Le farmacie al dettaglio in alcune parti d'Europa hanno riferito che non hanno potuto ottenere maschere chirurgiche perché sono tutte prodotte in Cina. Ma non potrebbero essere prodotte dai Paesi Esteuropei? Sembrerebbe che i loro costi di manodopera siano anche inferiori rispetto a quelli cinesi, e sono anche geograficamente più vicini.

Il coronavirus potrebbe benissimo rappresentare il canto del cigno della Cina. È ormai evidente che non può più essere considerato come un produttore globale a basso costo. Quei giorni stanno per finire. Se Trump verrà rieletto, tale circostanza finirà solo per velocizzare questo processo, perché le società cominceranno a temere le conseguenze dell’eventuale fallimento della seconda fase dell’accordo commerciale.

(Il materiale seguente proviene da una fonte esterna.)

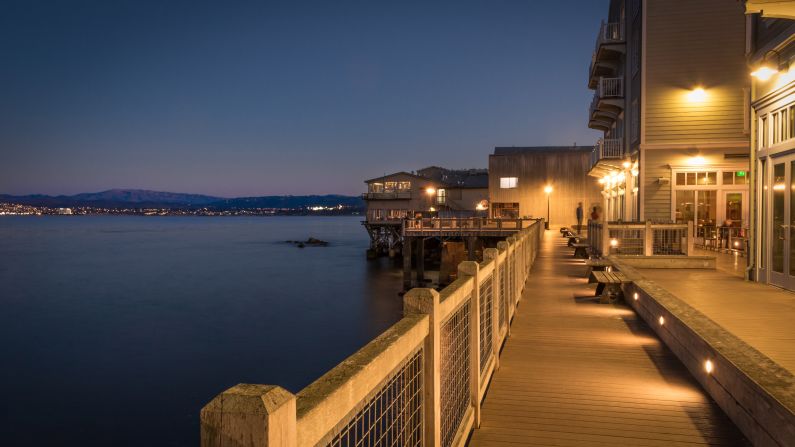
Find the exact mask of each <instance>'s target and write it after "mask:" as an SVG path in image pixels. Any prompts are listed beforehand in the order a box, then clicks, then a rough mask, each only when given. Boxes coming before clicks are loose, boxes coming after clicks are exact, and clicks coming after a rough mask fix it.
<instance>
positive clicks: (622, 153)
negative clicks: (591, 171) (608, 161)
mask: <svg viewBox="0 0 795 447" xmlns="http://www.w3.org/2000/svg"><path fill="white" fill-rule="evenodd" d="M621 158H624V139H623V138H600V139H599V141H597V142H596V145H594V147H593V151H591V167H593V166H595V165H596V163H598V162H599V160H605V159H611V160H617V159H621Z"/></svg>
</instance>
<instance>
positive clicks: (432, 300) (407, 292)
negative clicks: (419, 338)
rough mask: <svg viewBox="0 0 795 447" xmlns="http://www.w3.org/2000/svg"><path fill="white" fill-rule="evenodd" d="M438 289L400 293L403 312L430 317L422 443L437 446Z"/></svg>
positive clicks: (439, 399)
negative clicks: (401, 298)
mask: <svg viewBox="0 0 795 447" xmlns="http://www.w3.org/2000/svg"><path fill="white" fill-rule="evenodd" d="M439 302H440V301H439V292H437V291H436V290H434V289H425V288H422V289H421V288H415V289H411V290H409V291H408V292H406V294H405V295H403V314H404V315H409V314H427V315H428V316H429V317H430V318H429V320H430V323H429V324H430V327H429V328H428V337H427V338H426V339H425V344H424V345H423V351H424V356H425V359H424V360H425V361H424V368H425V371H424V372H423V386H424V387H425V389H424V395H423V404H424V409H423V410H424V411H423V414H424V418H425V421H424V425H425V445H426V446H428V447H439V446H440V445H441V444H442V435H441V434H442V405H441V400H442V398H441V389H440V387H441V370H440V368H441V345H440V338H441V331H440V324H441V321H440V320H441V314H440V309H439Z"/></svg>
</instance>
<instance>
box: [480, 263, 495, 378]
mask: <svg viewBox="0 0 795 447" xmlns="http://www.w3.org/2000/svg"><path fill="white" fill-rule="evenodd" d="M492 278H493V276H492V275H489V277H488V278H486V280H485V281H483V282H482V283H481V284H480V372H481V374H482V373H483V371H484V370H485V369H486V365H487V364H488V363H489V357H491V354H492V351H493V349H492V348H493V346H492V345H493V343H492V332H493V331H492V327H493V326H492V324H493V322H492V318H491V314H492V308H493V306H494V300H493V298H492V286H493V284H492V283H493V279H492Z"/></svg>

Scegliere un nuovo Paese, o più Paesi, non è facile. Nessun Paese ha la stessa organizzazione logistica della Cina. Solo alcuni grandi Stati hanno le aliquote fiscali della Cina. Il Brasile sicuramente non le ha. L’India sì. Ma ha una logistica terribile.

Per finire con una nota positiva, sì, la Cina potrebbe perdere il primato come principale (o in alcuni casi esclusivo) fornitore mondiale. Tuttavia, ciò vale a confermare la maturità che l’economia cinese ha raggiunto.  Solo un Paese in via di sviluppo può offrire una catena di fornitura a basso costo e dei costi di manodopera contenuti. Man mano che la Cina rafforza la sua importanza nel settore dei servizi, il Paese del Dragone si conferma come un Paese pienamente sviluppato, con i relativi problemi, ma anche con i conseguenti benefici.